Generation–grid–load–storage coordination for a park-level integrated energy microgrid under new-type power systems
Qinglin Meng, Longqian Zhao, Qiang She, Qiang Guo, Lei Guo, Peng Chen, Jin Zhao, Wei Yao, Yun Gao, Song Wang, Haiwei Wang, Ying He, Chao Ma, Sheharyar Hussain
Abstract
Enhancing energy allocation efficiency in park-level Integrated Energy Microgrids (IEMs) is crucial for advancing New-Type Power Systems (NTPS). This study develops a Generation–Grid–Load–Storage (GGLS) collaborative coordination framework designed to address the operational challenges associated with high wind power penetration and its inherent stochasticity. A stochastic opportunity-constrained planning method is formulated to accurately characterize the variability of wind generation. To handle the large-scale uncertainty scenarios, a Backpropagation Neural Network (BPNN) is employed for dimensionality reduction and representative scenario extraction.
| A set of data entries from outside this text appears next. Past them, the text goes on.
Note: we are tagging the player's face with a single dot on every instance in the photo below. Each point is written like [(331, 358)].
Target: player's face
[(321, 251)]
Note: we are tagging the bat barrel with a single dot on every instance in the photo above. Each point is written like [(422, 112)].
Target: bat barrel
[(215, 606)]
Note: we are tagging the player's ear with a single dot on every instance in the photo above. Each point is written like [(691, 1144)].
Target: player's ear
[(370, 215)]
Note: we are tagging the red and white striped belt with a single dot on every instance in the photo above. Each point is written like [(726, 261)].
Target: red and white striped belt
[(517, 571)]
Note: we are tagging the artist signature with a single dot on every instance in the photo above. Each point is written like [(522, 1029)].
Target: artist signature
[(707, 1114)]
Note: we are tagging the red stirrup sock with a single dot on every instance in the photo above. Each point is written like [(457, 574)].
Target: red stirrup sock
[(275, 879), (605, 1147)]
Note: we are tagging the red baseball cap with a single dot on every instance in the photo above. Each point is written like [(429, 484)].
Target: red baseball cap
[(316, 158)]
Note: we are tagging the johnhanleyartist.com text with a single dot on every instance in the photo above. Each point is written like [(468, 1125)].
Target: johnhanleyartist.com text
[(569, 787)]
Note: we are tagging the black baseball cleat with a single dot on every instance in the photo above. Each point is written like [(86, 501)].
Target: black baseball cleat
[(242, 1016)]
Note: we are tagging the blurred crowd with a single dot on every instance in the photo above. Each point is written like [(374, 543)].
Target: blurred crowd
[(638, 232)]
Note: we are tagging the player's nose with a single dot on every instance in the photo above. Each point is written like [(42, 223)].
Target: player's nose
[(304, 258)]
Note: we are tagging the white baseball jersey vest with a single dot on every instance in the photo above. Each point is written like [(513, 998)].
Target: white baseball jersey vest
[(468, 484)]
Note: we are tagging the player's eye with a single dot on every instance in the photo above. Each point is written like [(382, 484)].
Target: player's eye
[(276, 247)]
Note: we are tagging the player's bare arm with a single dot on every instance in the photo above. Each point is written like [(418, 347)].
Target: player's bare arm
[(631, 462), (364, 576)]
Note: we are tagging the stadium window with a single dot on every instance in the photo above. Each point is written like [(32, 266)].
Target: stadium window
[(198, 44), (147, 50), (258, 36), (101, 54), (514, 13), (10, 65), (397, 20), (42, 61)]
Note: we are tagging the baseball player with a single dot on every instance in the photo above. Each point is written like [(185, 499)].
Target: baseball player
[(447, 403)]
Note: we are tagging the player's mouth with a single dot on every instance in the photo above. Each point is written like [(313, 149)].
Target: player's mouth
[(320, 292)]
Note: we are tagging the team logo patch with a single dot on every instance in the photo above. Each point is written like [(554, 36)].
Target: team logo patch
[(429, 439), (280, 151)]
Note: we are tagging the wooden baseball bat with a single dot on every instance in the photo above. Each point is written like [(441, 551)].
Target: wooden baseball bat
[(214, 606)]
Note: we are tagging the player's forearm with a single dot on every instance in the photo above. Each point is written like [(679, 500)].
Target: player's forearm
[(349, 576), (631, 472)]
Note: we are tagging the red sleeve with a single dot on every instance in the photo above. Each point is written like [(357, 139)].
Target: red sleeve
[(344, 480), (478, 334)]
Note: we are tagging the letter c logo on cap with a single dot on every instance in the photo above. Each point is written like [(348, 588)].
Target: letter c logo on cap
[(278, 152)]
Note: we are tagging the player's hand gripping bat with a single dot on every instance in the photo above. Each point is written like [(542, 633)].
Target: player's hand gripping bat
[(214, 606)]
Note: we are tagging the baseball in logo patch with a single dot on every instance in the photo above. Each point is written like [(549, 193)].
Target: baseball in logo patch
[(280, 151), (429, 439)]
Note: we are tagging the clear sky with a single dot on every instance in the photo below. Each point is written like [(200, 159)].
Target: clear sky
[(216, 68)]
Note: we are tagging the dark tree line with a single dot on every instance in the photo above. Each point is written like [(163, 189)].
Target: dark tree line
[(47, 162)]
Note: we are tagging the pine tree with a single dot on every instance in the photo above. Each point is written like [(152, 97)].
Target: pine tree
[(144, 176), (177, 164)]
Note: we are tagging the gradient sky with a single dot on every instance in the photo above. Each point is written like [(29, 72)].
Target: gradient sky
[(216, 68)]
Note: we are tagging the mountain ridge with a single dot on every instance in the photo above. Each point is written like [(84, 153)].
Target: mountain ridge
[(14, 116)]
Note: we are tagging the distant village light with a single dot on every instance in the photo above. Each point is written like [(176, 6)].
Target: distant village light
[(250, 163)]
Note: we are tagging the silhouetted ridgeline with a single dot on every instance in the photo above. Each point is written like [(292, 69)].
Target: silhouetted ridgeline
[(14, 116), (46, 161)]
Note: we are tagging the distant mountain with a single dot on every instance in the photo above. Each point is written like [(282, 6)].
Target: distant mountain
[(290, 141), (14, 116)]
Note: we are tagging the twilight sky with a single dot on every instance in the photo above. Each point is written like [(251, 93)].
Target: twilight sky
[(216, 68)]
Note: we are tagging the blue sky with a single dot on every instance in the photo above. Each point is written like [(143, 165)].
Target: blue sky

Furthermore, a collaborative optimization model for the IEM is constructed by incorporating multiple energy forms, inter-temporal coupling relationships, and uncertainty-aware operational constraints. A hybrid solution strategy, integrating the Quantum-Inspired Evolutionary Algorithm (QIEA) and the Genetic Algorithm (GA), is proposed to efficiently solve this complex multi-objective model. Simulation analyses demonstrate that the proposed method notably improves economic performance, energy utilization, and operational robustness while mitigating the adverse effects of wind uncertainty. Overall, the proposed GGLS coordination framework offers a scalable and resilient pathway for future IEM planning aligned with the goals of NTPS. • Developed GGLS coordination for park-level IEMs under NTPSs. • Modeled stochastic wind uncertainty via opportunity-constrained planning. • Applied BP neural network for representative scenario reduction. • Proposed hybrid QIEA–GA for global–local collaborative optimization. • Improved cost efficiency and energy utilization under uncertainty.